Of the ten inbred lines pollinated by KHI, five did not produce seeds and were not considered in the analysis. The inbreed lines 19-1206-6, 19-1504-4, 18-390-1, and 18-303-2, for sure because they are derived from temperate germplasm, present unilateral cross-incompatibility alleles. Although tropical, the inbred line 20-2039 also did not produce seeds, probably because it contained these same alleles. Of the crosses that were fertile, a total of 63,232 seeds were obtained from 10 temperate (9,506), six tropical (44,019), and four tropical × temperate (19,707) germplasm sources. The average number of seeds/ear in temperate germplasm was 76, lower than that found in tropical germplasm (98).

Haploid/diploid misclassification using the Navajo phenotype

The FPR using the evaluation of seedling vigor as the “gold standard” ranged from 0 to 65.4%, with a mean of 26.2% (Table 2). Among the popcorn females, 65% presented an FPR >20%. The MCC value ranged from 0.32 to 1, with a mean of 0.77. The average FPR found in the inbred lines (28.5%) and interpopulation hybrids (26.3%) was slightly higher than the average value found for the populations (25.0%). The average FPR value found in the temperate germplasm (18.6%) was approximately 47% lower than that found in the tropical germplasm (35.0%). In the tropical × temperate germplasm, the average FPR value was 20.4%. Among the putative haploids generated from 20-2009, UFV-MP1, UFV-MP4, UFV-MP2 × UFV-MP5, and Synthetic UFV × UFV-MP1, no false positive was identified, and the MCC was 1. Among the inbred lines, the genotype 18-176-5 had the highest FPR (65.7%), but high estimates were also found for the females Beija-Flor C4 and Beija-Flor C4 × Synthetic UFV (FPR >50%). The average FPR found in the controls and popcorn was similar: 26.3 and 25.6%, respectively. There were no false negatives. However, the sample of putative diploids evaluated may have been.

TABLE 2

Table 2 False positive rate and Matthews correlation coefficient based on “gold standard” vigor.

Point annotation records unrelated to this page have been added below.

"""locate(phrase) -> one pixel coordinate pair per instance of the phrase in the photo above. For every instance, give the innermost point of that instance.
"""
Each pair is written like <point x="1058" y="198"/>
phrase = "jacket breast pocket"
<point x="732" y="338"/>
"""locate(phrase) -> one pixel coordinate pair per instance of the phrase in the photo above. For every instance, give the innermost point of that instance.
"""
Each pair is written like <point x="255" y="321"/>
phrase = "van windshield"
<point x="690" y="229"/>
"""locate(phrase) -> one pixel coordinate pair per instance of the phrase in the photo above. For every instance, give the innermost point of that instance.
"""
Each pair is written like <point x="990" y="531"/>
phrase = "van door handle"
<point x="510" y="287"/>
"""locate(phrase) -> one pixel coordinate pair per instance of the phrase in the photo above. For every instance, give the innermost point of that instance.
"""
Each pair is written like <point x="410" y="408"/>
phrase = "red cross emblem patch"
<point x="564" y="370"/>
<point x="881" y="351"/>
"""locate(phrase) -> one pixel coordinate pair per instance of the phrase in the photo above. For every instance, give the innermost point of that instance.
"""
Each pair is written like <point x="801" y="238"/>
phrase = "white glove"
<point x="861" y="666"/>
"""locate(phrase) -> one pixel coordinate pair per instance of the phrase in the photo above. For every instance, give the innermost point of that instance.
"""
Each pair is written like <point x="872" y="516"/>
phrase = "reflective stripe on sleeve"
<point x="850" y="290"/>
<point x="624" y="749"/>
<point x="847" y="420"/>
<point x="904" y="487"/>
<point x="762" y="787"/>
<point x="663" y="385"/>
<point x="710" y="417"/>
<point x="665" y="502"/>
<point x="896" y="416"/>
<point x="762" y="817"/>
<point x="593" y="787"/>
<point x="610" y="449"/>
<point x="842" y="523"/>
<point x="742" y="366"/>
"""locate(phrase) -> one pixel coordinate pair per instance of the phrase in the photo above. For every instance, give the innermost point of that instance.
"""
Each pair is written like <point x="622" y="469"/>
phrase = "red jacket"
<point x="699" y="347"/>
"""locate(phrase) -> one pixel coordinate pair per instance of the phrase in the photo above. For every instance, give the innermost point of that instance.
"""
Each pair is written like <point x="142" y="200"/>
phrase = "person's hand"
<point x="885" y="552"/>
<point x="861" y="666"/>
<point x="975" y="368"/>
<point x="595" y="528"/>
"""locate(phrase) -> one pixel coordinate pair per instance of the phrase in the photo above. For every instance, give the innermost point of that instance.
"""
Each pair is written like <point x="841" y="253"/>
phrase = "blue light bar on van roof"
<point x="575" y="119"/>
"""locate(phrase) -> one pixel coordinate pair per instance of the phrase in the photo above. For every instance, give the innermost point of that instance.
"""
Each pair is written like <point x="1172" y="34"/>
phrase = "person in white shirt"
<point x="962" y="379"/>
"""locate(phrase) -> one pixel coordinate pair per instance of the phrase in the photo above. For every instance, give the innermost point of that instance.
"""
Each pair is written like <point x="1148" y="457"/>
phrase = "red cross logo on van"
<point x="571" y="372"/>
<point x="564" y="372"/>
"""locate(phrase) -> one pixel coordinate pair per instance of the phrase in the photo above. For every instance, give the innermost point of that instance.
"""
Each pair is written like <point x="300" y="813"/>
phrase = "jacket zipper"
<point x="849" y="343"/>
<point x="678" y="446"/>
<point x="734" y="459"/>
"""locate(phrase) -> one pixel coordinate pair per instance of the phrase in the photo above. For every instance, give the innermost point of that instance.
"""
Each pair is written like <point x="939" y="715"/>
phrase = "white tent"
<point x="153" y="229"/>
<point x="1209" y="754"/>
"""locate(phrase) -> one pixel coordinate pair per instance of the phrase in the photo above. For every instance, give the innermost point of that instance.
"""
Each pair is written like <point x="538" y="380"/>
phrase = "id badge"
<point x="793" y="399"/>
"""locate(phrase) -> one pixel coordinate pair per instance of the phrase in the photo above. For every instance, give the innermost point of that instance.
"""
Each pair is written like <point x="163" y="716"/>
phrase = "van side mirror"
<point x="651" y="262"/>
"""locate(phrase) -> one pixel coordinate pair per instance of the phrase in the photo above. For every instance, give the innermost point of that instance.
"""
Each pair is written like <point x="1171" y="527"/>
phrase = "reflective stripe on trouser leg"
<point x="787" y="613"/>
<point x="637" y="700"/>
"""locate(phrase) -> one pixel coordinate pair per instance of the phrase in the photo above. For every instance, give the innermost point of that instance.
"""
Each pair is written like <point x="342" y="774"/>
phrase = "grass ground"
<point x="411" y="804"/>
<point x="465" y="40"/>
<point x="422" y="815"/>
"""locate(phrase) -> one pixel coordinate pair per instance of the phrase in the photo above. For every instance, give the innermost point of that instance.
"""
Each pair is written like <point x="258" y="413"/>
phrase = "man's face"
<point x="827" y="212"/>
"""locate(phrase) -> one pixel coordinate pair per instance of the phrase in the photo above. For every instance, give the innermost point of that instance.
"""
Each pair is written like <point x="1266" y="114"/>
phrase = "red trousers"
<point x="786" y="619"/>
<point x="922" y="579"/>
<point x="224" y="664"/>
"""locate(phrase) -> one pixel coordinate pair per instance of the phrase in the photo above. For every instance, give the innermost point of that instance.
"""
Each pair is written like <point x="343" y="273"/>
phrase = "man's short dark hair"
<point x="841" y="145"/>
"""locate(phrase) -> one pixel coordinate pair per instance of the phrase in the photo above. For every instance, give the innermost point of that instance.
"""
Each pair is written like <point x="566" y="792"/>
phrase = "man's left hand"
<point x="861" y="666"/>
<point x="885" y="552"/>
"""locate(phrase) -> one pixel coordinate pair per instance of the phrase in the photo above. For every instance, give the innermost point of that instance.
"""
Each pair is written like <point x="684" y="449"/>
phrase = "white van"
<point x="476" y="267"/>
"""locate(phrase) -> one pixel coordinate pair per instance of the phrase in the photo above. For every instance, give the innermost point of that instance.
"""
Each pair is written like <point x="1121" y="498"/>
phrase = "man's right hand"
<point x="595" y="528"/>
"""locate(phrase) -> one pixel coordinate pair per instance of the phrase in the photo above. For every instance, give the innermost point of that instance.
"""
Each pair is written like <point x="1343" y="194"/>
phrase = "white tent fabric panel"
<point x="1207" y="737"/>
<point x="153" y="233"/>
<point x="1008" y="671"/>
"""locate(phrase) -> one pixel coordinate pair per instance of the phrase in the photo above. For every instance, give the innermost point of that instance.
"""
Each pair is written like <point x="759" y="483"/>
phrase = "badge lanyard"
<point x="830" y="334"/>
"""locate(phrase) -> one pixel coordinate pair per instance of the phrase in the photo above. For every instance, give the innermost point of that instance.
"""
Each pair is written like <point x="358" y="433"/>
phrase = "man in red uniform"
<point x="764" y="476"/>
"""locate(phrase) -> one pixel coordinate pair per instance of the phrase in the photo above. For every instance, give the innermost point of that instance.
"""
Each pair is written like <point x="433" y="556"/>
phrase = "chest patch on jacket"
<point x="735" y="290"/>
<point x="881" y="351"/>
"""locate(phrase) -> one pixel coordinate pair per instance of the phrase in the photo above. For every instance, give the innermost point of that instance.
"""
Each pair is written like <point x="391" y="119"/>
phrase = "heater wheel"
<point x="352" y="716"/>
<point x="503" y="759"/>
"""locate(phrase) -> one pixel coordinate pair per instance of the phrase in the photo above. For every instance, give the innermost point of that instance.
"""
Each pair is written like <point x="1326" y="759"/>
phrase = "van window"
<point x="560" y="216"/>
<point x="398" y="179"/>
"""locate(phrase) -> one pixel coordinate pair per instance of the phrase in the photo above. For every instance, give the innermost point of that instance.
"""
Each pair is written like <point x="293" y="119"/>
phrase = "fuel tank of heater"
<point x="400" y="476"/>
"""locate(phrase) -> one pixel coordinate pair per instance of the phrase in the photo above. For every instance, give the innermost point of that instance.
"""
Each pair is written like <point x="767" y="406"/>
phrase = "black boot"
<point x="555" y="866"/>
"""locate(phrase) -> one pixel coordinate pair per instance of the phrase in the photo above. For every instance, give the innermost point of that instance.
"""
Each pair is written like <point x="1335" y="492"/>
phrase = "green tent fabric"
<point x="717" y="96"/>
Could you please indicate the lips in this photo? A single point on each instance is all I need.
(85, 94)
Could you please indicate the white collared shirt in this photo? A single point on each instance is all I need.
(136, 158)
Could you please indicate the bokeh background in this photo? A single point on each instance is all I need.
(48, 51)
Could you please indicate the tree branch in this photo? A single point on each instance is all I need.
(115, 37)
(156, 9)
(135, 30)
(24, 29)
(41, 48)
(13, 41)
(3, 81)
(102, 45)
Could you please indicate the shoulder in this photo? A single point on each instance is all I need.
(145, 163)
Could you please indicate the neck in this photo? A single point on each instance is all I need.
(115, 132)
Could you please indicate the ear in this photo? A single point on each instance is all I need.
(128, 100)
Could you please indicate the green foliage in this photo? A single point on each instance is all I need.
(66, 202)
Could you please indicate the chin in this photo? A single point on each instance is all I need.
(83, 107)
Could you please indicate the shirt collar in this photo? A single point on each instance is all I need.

The FPR, considering the level of ploidy determined by flow cytometry as the “gold standard”, ranged from 0% to 100% among the 14 germplasm sources evaluated. The average FPR obtained by the Navajo phenotype and by the Navajo phenotype associated with subsequent elimination of identified false positive by vigor was 76.4% and 69.2%, respectively (Table 3). The inbred lines had the lowest mean FPR (60.6%) compared to the populations (88.5%) and interpopulation hybrids (82.6%). Most of the studied females showed high FPR values (FPR >50%). The elimination of false positives by the vigor test reduced the FPR for most of the evaluated females, except for females 18-176-5, 20-2009, UFV-MP1, Beija-Flor C4, and Synthetic UFV × UFV-MP1. The average MCC values were low (0.38). Again, no false negatives were identified.

TABLE 3

Table 3 False positive rate and Matthews correlation coefficient of Navajo phenotype and Navajo phenotype after elimination of false positives by vigor, using the ploidy level as the “gold standard.”.

Induction rate

Based on the binomial analysis of the HIR, which was adjusted after the elimination of false positives identified through the vigor test, a significant effect was found for all germplasm sources (p<0.01). The mean HIR for the KHI inducer in the evaluated germplasm sources was 0.76% (Table 4). Of the 677 putative haploid seedlings, 459 were confirmed as true haploid, including 126 of maize and 333 of popcorn (Supplementary Table 3). The overall average HIR of the KHI inducer in popcorn was 0.93%, while in maize the overall average value was much lower (0.07%). The HIR in the tropical popcorn germplasm was 1.5 times lower than in the temperate germplasm, with means of 0.89% and 1.32%, respectively. The average induction rate among the inbred lines was 1.57%, while the average in the populations was 0.85%. The lowest average induction was found in interpopulation hybrids (0.57%). Of the populations, UFV-MP4 had the highest mean induction. However, the confidence interval was large, with lower and upper limits between 0.76% and 7.07%.

TABLE 4

Table 4 Haploid induction rate adjusted by vigor and the confidence interval (CI) at 95% probability.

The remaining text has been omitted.